Possible Signs that labor may begin in the next few days or weeks.

  • Backache: Not the type of backache you have in late pregnancy that changes when you shift position, but an on-going dull ache that makes you restless and irritable.
  • Cramping in your lower belly that is mild to moderate in discomfort.
  • Nesting Urge. A sudden irresistible urge to clean, or do projects to prepare for baby or PMS symptoms: crabby, irritable.
  • Frequent, soft bowel movements or diarrhea. Flu-like symptoms.

If you have these symptoms, it doesn’t necessarily mean labor is going to start right away. It may be days or weeks before labor begins. These symptoms are just a good reminder to make sure you have everything prepared for labor and birth, and to make sure you know what other signs to be watching for. Don’t get overly excited, just continue your normal routine, get lots of rest, eat and drink well, and take care of yourself.
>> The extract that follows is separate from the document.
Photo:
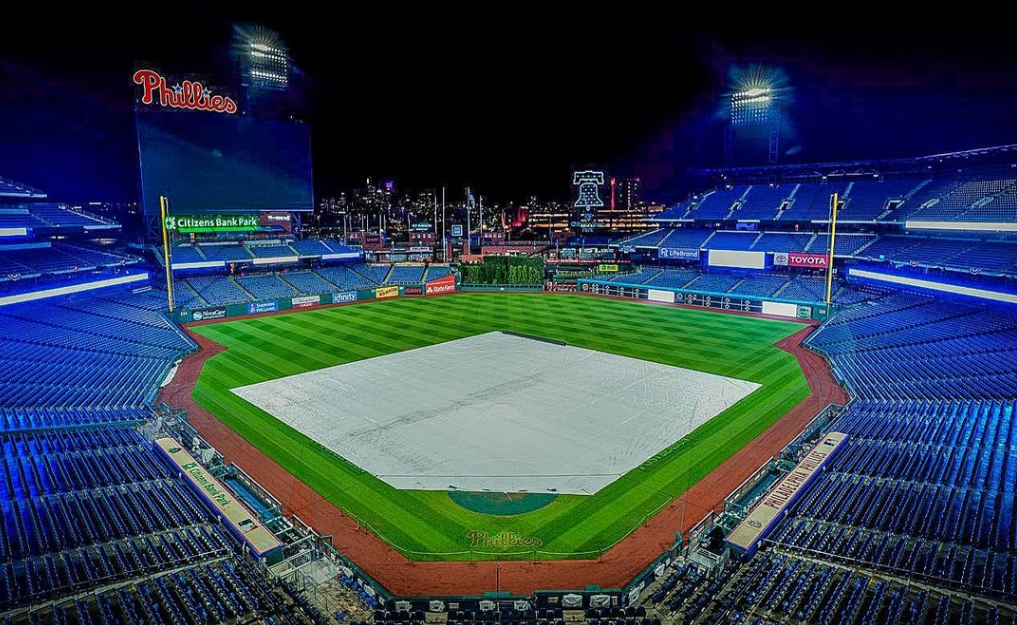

Preliminary Signs that labor may be about to begin.

  • Bloody show. During pregnancy, cervix contains mucus, which may be released in late pregnancy. May be a thick ‘plug’ of pinkish mucus, which might come out when you use the toilet. May be thin, mucousy discharge on toilet paper. If there is more blood than mucus, call caregiver. (Note, it’s common to have a brownish, bloody discharge within 24 hours of a vaginal exam, or intercourse. Don’t mistake this for bloody show.)
  • Trickle of fluid from vagina:
    • This could mean your bag of water has broken. (See below.) But if it’s just a little mucousy fluid, it may be mucous plug. Or it might be urine.
    • Typically your care provider will ask you to come into the office or the hospital to have the fluid checked to see if it’s amniotic fluid.
  • Braxton-Hicks Contractions. Also called “pre-labor” or “false labor” contractions.
    • Some women never experience these, some women may have them for weeks before labor begins.
    • Pre-labor contractions don’t progress: they stay the same length, strength, and frequency. May last for a short time, or for several hours. Some women even start to develop a pattern: with contractions every 6-7 minutes for 2-3 hours, which then stop again. Or they may be irregular.
    • Discomfort is mostly felt in the front of the abdomen, as muscles tighten up. May feel like your belly is as tight as a basketball.
    • Contractions may stop if you walk, change position or change activity, eat, drink, or empty bladder.
    • ‘False Labor’ doesn’t mean they don’t hurt, and it also doesn’t mean that they’re not doing anything. Although the contractions aren’t dilating your cervix yet, they are helping you to progress in other ways: moving the cervix to an anterior position, ripening and effacing the cervix.

These are all signs that your cervix is starting to change. You may go into labor that day or within a few days.

Positive Signs that Labor has begun.

  • Gush of amniotic fluid from vagina: your bag of water breaking
    • Pay attention to what time it breaks, write down its color, odor, etc.
    • Call your doctor. Usually (80% of the time), you will go into labor on your own in the next 24 hours.
  • Progressing contractions: Get longer, stronger, and/or closer together with time. Are usually described as ‘very strong’ or ‘painful’, felt in the abdomen, back, or both. May start in the back, and radiate around to front. Usually increase if you walk.
  • Dilation of cervix seen in vaginal exam.

These are the clear signs that you are in labor.